Personal information
- Full name: George Godfrey Walkden
- Born: 10 March 1883 Derby, England
- Died: 16 May 1923 (aged 40) Risley, Derbyshire, England

Domestic team information
- 1905–1906: Derbyshire
- First-class debut: 6 July 1905 Derbyshire v Nottinghamshire
- Last First-class: 11 June 1906 Derbyshire v Leicestershire

Career statistics
| Competition | First-class |
| Matches | 7 |
| Runs scored | 114 |
| Batting average | 8.76 |
| 100s/50s | / |
| Top score | 33 |
| Balls bowled |  |
| Wickets |  |
| Bowling average |  |
| 5 wickets in innings |  |
| 10 wickets in match |  |
| Best bowling |  |
| Catches/stumpings | 2/- |
- Source: , July 2012

= George Walkden =

English cricketer

George Godfrey Walkden (10 March 1883 – 16 May 1923) was an English cricketer who played first-class cricket for Derbyshire in 1905 and 1906.

Walkden was born at Derby.
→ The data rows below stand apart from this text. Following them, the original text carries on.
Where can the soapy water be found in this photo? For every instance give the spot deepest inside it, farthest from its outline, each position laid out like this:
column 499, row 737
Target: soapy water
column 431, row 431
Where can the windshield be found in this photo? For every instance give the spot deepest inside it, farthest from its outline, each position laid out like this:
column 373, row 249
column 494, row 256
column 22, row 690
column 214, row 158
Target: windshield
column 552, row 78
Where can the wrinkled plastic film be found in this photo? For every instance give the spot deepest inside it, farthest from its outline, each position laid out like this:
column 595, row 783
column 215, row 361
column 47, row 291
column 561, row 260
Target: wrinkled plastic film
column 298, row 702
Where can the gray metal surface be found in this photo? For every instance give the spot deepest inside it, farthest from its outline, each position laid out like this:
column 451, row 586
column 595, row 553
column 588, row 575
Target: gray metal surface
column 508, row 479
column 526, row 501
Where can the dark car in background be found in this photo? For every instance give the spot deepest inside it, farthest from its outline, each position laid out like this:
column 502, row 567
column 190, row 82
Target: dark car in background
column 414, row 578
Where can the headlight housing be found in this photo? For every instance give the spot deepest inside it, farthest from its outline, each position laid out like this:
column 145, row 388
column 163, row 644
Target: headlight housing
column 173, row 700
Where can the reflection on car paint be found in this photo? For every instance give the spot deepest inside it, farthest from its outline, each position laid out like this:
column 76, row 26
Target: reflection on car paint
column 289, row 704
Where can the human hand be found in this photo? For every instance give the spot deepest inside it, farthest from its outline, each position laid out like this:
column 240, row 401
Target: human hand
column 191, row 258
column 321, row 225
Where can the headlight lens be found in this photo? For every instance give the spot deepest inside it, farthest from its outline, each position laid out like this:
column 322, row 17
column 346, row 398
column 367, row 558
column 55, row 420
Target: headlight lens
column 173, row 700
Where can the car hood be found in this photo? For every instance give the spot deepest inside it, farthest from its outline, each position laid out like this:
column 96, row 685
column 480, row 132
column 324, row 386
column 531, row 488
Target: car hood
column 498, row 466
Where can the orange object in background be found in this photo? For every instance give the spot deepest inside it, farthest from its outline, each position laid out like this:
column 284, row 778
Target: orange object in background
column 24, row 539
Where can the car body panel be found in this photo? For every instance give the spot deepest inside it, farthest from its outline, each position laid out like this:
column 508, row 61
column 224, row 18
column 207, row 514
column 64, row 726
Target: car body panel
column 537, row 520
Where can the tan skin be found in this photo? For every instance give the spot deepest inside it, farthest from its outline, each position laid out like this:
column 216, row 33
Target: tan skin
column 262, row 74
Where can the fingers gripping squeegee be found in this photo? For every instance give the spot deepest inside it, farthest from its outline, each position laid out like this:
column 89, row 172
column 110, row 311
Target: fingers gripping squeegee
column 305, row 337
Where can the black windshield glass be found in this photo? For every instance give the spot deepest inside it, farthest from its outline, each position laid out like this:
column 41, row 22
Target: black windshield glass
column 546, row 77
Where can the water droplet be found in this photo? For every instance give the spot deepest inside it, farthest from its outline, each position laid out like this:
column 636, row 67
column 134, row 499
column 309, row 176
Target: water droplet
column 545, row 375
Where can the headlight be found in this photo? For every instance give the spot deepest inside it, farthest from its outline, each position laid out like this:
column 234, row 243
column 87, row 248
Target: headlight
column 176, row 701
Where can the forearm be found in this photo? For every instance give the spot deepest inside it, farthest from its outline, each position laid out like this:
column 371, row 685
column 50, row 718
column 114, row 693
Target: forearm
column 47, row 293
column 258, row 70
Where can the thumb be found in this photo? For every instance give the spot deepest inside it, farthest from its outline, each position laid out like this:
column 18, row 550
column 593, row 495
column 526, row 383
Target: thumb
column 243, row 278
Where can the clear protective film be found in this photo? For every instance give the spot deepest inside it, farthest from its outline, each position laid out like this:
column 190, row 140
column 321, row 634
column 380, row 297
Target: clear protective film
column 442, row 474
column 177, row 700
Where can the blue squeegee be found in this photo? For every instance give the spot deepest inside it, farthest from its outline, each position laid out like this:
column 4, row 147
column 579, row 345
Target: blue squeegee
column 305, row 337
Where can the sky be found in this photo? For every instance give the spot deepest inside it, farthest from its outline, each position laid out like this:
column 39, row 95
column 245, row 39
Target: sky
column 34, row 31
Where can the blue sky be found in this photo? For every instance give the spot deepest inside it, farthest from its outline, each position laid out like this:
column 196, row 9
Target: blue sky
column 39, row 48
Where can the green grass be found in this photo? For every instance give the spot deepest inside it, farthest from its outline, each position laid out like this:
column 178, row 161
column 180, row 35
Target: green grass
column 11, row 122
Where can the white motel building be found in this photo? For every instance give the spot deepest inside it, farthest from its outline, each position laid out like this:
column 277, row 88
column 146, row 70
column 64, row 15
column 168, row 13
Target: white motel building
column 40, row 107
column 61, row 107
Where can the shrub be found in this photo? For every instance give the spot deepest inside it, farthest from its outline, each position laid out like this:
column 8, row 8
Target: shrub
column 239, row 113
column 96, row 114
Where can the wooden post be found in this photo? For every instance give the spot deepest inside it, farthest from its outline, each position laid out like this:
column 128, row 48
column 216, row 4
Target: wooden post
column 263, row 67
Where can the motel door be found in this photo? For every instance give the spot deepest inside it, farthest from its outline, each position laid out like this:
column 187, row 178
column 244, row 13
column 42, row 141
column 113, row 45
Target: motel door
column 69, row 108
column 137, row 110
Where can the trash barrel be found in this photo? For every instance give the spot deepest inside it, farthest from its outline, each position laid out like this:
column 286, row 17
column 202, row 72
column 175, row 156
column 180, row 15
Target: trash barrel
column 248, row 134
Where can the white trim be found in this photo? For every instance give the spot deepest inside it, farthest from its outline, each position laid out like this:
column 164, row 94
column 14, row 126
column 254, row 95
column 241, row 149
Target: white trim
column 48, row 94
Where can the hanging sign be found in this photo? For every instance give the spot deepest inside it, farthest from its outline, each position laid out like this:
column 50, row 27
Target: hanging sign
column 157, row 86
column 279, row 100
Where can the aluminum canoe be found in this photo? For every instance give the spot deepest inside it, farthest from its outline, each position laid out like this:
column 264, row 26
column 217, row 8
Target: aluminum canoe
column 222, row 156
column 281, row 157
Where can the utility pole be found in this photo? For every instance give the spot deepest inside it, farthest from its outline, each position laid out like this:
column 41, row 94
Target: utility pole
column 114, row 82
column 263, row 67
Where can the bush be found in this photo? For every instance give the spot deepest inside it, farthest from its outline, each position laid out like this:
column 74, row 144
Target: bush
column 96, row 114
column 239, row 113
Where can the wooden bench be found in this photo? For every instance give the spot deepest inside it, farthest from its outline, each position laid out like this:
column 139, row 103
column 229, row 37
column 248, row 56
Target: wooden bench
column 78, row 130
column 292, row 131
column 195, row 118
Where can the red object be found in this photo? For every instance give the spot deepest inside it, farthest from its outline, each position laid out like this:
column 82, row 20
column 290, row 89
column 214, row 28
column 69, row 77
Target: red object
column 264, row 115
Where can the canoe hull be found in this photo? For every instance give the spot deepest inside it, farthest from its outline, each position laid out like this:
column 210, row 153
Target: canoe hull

He made his debut for Derbyshire in the 1905 season in July against Nottinghamshire, when he made 27 runs in his first innings. He played five more matches for Derbyshire during the 1905 season making his top score of 33 against Marylebone Cricket Club (MCC). His regular double figure run totals tailed off after his first three matches and he played just one match for the county in the 1906 season.

Walkden played 13 innings in seven first-class matches with an average of 8.76 and a top score of 33.

In 1908 Walkden joined the 1st Derbyshire Howitzer Battery of the Territorial Force as a Second lieutenant. In May 1923, Walkden had a motor cycle accident near Risley, Derbyshire and died at Derby Infirmary at the age of 40.